Former head of the Central Anticorruption Bureau, Ernest Bejda, and Krzysztof Brejza, an MEP from the Civic Coalition, are to testify on Monday before the parliamentary investigative committee into the Pegasus case. The meeting starts at 10 a.m.
Boss CBA in 2016-2020 Ernest Bejda was to be questioned by the commission on October 8, but he did not appear at the hearing. He justified his absence with the September judgment of the Constitutional Tribunal on the unconstitutionality of the commission. The committee found such a justification ineffective due to “the issue of defective composition of the Constitutional Tribunal issuing the judgment” and “lack of proper announcement of the judgment, which means that the judgment has no legal force.” Therefore, the commission asked the court to fine the former head of the CBA.
The chairwoman of the committee, Magdalena Sroka (PSL-TD), said that the committee had not received any letter from Bejda regarding Monday's hearing. – I hope that he will show up and bravely answer the questions we will ask him – she added.
In 2005, former boss Ministry of Interior and Administration Mariusz Kamińskiwho at that time served as the government's plenipotentiary for developing a program to combat abuse in public institutions, appointed Bejda as a legal expert. A year later, when Kamiński was appointed head of the CBA, Bejda became his deputy. He was dismissed from this position in October 2009.
After Paweł Wojtunik resigned as the head of the CBA in 2015, Bejda first performed his duties and then became the head of the CBA. In the same year, Kamiński was appointed as a minister in the government of Beata Szydło with powers to coordinate the activities of the secret services.
Brejza is the second witness
On Monday, the second witness called before the committee will be KO MEP (in 2019, MP, and after the autumn elections, senator) Krzysztof Brejza. According to information announced at the turn of 2021/2022 by the Canadian group Citizen Lab, he was supposed to be under surveillance with Pegasus. Brejza's phone was hacked 33 times between April 26, 2019 and October 23, 2019, when he was KO's chief of staff before the parliamentary elections. In April this year The National Prosecutor's Office confirmed that Brejza was under surveillance with Pegasus.

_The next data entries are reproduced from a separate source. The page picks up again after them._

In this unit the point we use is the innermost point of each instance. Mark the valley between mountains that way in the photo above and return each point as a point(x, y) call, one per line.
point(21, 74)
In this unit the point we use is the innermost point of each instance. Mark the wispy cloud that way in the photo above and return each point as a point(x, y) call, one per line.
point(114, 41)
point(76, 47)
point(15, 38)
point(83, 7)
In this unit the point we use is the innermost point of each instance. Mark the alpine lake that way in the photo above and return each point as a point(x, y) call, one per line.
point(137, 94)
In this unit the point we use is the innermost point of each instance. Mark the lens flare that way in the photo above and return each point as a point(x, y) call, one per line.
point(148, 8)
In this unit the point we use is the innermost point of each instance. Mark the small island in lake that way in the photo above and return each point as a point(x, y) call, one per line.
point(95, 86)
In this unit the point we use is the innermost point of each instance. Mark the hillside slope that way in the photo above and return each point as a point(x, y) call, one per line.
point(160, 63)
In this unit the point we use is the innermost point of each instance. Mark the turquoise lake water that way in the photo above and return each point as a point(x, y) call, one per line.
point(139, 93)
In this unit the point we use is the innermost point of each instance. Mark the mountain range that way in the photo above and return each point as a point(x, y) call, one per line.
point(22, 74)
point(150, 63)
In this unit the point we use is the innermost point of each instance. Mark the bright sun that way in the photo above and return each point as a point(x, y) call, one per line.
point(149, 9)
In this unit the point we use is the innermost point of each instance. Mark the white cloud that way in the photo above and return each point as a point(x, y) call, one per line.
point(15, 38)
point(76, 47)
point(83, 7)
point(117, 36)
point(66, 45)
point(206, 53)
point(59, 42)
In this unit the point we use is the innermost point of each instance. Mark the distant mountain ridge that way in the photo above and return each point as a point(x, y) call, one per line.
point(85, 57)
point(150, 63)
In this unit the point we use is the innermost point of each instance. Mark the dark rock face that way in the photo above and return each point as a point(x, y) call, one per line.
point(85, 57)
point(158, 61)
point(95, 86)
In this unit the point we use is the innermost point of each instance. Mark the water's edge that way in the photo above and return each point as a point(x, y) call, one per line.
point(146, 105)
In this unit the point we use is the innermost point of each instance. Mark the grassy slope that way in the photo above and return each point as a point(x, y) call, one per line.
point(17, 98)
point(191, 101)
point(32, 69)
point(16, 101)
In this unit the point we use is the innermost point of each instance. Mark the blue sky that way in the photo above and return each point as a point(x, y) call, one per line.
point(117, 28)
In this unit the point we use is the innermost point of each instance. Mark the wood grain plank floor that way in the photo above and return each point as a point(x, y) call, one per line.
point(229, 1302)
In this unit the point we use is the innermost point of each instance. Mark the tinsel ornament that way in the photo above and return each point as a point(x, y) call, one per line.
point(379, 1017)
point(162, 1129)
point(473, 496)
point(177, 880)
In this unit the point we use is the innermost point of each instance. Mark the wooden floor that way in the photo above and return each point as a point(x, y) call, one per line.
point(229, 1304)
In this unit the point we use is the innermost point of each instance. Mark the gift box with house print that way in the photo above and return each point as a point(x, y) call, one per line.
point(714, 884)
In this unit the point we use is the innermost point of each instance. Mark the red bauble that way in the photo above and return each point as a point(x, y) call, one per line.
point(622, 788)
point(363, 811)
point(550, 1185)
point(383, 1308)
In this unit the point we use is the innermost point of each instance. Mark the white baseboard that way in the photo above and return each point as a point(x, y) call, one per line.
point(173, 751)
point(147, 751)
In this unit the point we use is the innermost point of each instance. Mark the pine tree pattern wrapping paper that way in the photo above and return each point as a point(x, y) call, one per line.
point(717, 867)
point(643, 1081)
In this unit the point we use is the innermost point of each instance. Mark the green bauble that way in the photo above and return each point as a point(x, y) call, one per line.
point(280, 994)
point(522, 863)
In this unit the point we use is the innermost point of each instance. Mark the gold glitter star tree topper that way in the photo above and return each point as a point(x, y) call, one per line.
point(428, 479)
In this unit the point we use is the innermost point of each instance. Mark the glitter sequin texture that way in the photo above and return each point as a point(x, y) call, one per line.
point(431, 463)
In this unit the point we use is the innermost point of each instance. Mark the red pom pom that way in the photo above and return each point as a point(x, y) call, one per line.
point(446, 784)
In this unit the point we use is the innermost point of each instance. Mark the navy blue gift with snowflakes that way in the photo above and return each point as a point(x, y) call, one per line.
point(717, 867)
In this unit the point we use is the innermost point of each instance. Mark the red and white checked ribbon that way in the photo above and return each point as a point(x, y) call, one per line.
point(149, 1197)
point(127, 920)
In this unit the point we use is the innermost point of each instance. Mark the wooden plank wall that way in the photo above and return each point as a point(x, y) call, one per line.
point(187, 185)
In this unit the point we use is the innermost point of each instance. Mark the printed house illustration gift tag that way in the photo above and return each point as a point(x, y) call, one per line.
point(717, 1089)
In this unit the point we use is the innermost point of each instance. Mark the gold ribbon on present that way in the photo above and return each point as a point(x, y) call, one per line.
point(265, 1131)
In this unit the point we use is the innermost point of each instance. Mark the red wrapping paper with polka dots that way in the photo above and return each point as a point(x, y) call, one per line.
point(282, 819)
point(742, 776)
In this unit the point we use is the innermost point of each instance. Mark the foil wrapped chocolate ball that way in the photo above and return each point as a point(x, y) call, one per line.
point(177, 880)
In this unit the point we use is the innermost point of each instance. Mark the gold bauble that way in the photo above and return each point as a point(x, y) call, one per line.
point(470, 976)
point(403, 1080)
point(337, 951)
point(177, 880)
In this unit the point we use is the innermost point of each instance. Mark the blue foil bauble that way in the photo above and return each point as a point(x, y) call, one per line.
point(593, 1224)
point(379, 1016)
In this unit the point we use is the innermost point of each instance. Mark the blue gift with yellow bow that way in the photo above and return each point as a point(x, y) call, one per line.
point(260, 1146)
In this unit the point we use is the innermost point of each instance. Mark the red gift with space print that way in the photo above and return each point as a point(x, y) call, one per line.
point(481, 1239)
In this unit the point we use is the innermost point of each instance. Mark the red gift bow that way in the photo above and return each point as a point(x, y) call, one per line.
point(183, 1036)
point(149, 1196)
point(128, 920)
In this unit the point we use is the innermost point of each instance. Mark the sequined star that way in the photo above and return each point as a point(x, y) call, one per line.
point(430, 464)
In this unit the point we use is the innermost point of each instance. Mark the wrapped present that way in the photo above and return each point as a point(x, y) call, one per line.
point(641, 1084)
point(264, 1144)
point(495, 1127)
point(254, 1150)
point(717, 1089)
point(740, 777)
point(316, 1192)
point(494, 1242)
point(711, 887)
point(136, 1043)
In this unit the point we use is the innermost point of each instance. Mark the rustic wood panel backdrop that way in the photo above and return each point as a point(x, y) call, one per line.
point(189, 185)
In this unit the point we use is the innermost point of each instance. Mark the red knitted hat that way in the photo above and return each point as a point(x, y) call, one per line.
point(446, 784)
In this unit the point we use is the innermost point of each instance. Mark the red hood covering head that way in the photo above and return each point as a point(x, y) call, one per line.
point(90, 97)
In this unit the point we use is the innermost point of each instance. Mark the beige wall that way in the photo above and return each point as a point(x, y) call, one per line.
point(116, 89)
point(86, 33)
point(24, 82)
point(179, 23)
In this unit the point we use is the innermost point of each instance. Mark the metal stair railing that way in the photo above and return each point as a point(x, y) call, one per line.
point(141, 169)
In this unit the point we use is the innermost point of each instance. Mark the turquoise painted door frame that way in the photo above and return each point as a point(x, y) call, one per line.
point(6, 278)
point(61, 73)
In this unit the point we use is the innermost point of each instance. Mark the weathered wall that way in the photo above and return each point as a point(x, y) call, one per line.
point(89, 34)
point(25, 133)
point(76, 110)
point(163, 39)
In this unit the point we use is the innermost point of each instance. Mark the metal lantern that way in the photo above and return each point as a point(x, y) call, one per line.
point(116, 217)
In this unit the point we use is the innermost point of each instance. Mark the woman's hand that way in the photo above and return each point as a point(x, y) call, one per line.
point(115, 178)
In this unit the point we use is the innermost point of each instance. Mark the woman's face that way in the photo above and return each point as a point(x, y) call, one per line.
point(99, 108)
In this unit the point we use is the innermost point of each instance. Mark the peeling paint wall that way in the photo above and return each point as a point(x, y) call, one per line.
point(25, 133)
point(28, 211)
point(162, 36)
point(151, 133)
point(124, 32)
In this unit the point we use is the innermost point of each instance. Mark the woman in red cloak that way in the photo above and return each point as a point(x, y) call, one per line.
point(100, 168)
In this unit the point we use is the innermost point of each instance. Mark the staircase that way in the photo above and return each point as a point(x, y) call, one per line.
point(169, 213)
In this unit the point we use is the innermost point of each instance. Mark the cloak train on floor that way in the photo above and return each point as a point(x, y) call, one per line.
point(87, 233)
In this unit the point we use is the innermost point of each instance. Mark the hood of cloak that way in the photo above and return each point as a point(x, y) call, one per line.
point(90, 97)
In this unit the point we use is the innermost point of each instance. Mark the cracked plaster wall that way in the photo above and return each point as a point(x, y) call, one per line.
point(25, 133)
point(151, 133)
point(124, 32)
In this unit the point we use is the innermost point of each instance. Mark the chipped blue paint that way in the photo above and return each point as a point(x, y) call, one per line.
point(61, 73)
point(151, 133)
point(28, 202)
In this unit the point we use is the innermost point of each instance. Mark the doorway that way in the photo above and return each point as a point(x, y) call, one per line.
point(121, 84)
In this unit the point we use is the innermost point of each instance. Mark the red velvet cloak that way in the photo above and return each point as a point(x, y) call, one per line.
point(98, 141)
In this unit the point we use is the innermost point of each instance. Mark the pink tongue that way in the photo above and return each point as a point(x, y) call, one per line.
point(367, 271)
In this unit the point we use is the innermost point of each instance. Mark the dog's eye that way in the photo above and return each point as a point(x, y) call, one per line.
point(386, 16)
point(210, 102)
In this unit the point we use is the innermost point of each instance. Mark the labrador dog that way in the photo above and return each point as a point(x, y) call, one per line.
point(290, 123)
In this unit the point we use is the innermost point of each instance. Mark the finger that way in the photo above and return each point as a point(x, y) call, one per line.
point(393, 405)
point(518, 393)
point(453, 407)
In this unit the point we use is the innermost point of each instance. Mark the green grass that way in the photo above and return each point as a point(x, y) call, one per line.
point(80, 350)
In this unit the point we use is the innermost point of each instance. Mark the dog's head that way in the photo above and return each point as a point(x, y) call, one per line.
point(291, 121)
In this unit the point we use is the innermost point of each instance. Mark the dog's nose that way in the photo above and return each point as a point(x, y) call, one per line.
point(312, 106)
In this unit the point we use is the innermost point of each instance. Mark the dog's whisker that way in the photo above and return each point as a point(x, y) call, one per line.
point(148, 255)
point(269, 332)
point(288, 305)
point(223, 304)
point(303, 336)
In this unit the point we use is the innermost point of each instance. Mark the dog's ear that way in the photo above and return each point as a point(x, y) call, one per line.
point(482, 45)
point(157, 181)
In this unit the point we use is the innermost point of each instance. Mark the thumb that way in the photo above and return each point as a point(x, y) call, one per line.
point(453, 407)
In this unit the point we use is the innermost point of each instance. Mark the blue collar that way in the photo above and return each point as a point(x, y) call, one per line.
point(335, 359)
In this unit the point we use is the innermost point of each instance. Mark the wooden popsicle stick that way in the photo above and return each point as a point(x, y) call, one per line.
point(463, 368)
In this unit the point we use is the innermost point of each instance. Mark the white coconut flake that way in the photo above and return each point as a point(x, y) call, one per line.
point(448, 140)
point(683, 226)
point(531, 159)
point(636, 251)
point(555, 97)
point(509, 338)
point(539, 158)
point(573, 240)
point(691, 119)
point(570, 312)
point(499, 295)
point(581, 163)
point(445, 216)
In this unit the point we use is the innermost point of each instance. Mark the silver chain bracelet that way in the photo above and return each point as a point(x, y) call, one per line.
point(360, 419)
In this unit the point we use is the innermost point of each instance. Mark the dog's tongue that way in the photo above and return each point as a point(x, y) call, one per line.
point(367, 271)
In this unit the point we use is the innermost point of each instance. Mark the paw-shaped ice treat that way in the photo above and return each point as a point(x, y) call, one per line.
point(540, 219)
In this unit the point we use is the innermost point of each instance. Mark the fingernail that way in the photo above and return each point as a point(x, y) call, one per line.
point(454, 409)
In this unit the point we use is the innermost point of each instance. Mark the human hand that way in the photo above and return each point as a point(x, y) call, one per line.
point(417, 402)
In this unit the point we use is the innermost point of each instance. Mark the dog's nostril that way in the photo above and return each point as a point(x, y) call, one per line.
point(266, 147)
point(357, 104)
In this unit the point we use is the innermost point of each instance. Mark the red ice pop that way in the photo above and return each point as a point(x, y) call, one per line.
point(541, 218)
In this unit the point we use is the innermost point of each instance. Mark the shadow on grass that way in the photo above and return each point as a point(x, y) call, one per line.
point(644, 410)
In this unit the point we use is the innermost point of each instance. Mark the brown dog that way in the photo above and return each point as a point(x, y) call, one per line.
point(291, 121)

Sroka announced that the commission would ask Brejza how the Pegasus system was used “to attack the head of the election campaign of the then largest opposition party.” She emphasized that there would be many more questions because in the case of Brejza “we were dealing with a situation in which materials were leaked to the government media, which, through manipulation, led to a campaign against one of the leading politicians of the then opposition.”
The KO MEP accuses the services of, among other things, manipulating the content obtained from his phone.
Pegasus Commission of Inquiry
The Pegasus Commission of Inquiry is examining the legality, correctness and purposefulness of activities undertaken using this software, including: by the government, secret services and police from November 2015 to November 2023. The Commission is also to determine who was responsible for the purchase of Pegasus and similar tools for the Polish authorities.
On September 10, the Constitutional Tribunal ruled that the scope of activities of the Pegasus investigative commission was unconstitutional. Judge StanisÅ‚aw Piotrowicz, justifying the Tribunal's decision, said that the resolution to appoint an investigative committee regarding Pegasus was “affected by a legal defect”. According to the Constitutional Tribunal, the Sejm adopted a resolution while deliberating “in the wrong composition” by preventing Mariusz KamiÅ„ski and Maciej WÄ…sik (who were sentenced by a final judgment).
So far, the committee has heard, among others, the former deputy prime minister and the president PIS Jarosław Kaczyńskiformer deputy head of the Ministry of Justice, politician of Sovereign Poland Michał Woś, former director of the Department of Family and Juvenile Affairs at the Ministry of Justice Mikołaj Pawlak and other employees of the Ministry of Justice.
Pegasus is a system that was created by the Israeli company NSO Group to fight terrorism and organized crime. Using Pegasus, you can not only eavesdrop on conversations from an infected smartphone, but also gain access to other data stored in it, e.g. e-mails, photos or video recordings, as well as cameras and microphones.